Methodology
From AI prediction to evidence validation
Overall Pipeline
TxGNN Prediction → Data Collection (Bundle) → Evidence Grading → Report Generation
Step 1: TxGNN Prediction
Two Prediction Approaches
MyTxGNN uses two complementary approaches:
Knowledge Graph (KG) Prediction
Based on existing relationships in the TxGNN biomedical knowledge graph:
- Knowledge Graph Construction
- 17,080 nodes (drugs, diseases, genes, proteins)

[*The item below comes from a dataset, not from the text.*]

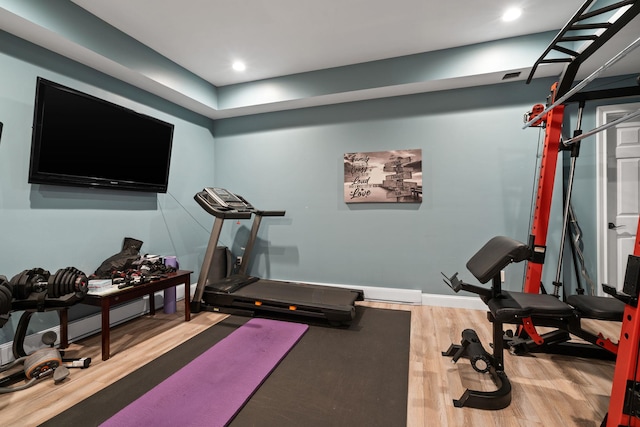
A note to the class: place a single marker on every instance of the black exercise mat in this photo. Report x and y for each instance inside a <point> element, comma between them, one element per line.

- Complex inter-node relationships from multiple sources
- Relationship Inference
- Identifies drugs with similar relationship patterns
- Predicts potential new drug-disease associations
- Output
- Drug-disease pairs based on knowledge graph patterns
- 41,560 predictions for 508 drugs
Deep Learning (DL) Prediction
Using TxGNN’s neural network model:
- Graph Neural Network
- Learns hidden relationships between nodes
- Predicts new drug-disease associations
- Confidence Scoring
- Each drug-disease pair receives a prediction score
- Higher scores indicate higher confidence
- Output
- 9.97 million total predictions
- 176,021 high-confidence predictions (score ≥ 0.7)
Prediction Parameters
| Parameter | KG Method | DL Method |
|---|---|---|
| Score Threshold | Based on graph distance | ≥ 0.7 (high confidence) |
| Exclude Known Indications | Yes | Yes |
| DrugBank Mapping Required | Yes | Yes |
Step 2: Data Collection (Bundle)
For each predicted drug-disease pair, we automatically collect supporting evidence:
Clinical Trials
- Source: ClinicalTrials.gov
- Search Strategy: Drug name + Disease name
- Fields: Trial ID (NCT), Phase, Status, Enrollment
Academic Literature
- Source: PubMed
- Search Strategy: Drug name + Disease name
- Fields: PMID, Title, Year, Journal, Abstract
Drug Information
- Source: DrugBank
- Fields: Mechanism of action, Pharmacology, Indications
Malaysia Regulatory
- Source: NPRA (via data.gov.my)
- Fields: Registration number, Product name, Status, Active ingredients
Step 3: Evidence Level Assessment
Based on collected evidence, we assign evidence levels:
Level Definitions
| Level | Definition | Criteria |
|---|---|---|
| L1 | Multiple Phase 3 RCTs / Systematic Reviews | ≥2 Phase 3 trials or systematic reviews |
| L2 | Single RCT or Multiple Phase 2 Trials | 1 RCT or ≥2 Phase 2 trials |
| L3 | Observational Studies / Large Case Series | Observational studies or case series |
| L4 | Preclinical / Mechanistic / Case Reports | Basic research or limited cases |
| L5 | Model Prediction Only | No clinical evidence found |
Assessment Flow
Phase 3 RCT or Systematic Review?
→
L1
Phase 2 RCT?
→
L2
Observational Study?
→
L3
Preclinical Research?
→
L4
Model Prediction Only
→
L5
Step 4: Decision Recommendations
Based on evidence level and other factors, we provide decision recommendations:
| Decision | Description | Recommended Action |
|---|---|---|
| Go | Strong evidence support | Proceed to evaluation or trial planning |
| Proceed | Sufficient evidence support | Further evaluate feasibility |
| Consider | Some evidence exists | Consider with caution |
| Explore | Worth exploring | Gather more data |
| Hold | Insufficient evidence | Not recommended to proceed |
Factors Affecting Decisions
- Evidence strength and consistency
- NPRA registration and approval status
- Relationship between predicted and original indications
- Safety considerations
Quality Control
Data Validation
- Clinical trial ID format verification
- PubMed ID validity check
- Registration status confirmation
Manual Review
- High evidence level (L1-L2) reports manually confirmed
- Decision recommendation reasonability check
Limitations & Caveats
- Prediction ≠ Causation: TxGNN predictions are based on associations, not causal relationships
- Limited Evidence Collection: Only searches public databases; may miss some evidence
- Language Limitation: Primarily searches English-language data
- Timeliness: Data updates over time; reports reflect status at generation time
This methodology is continuously improved. Feedback is welcome.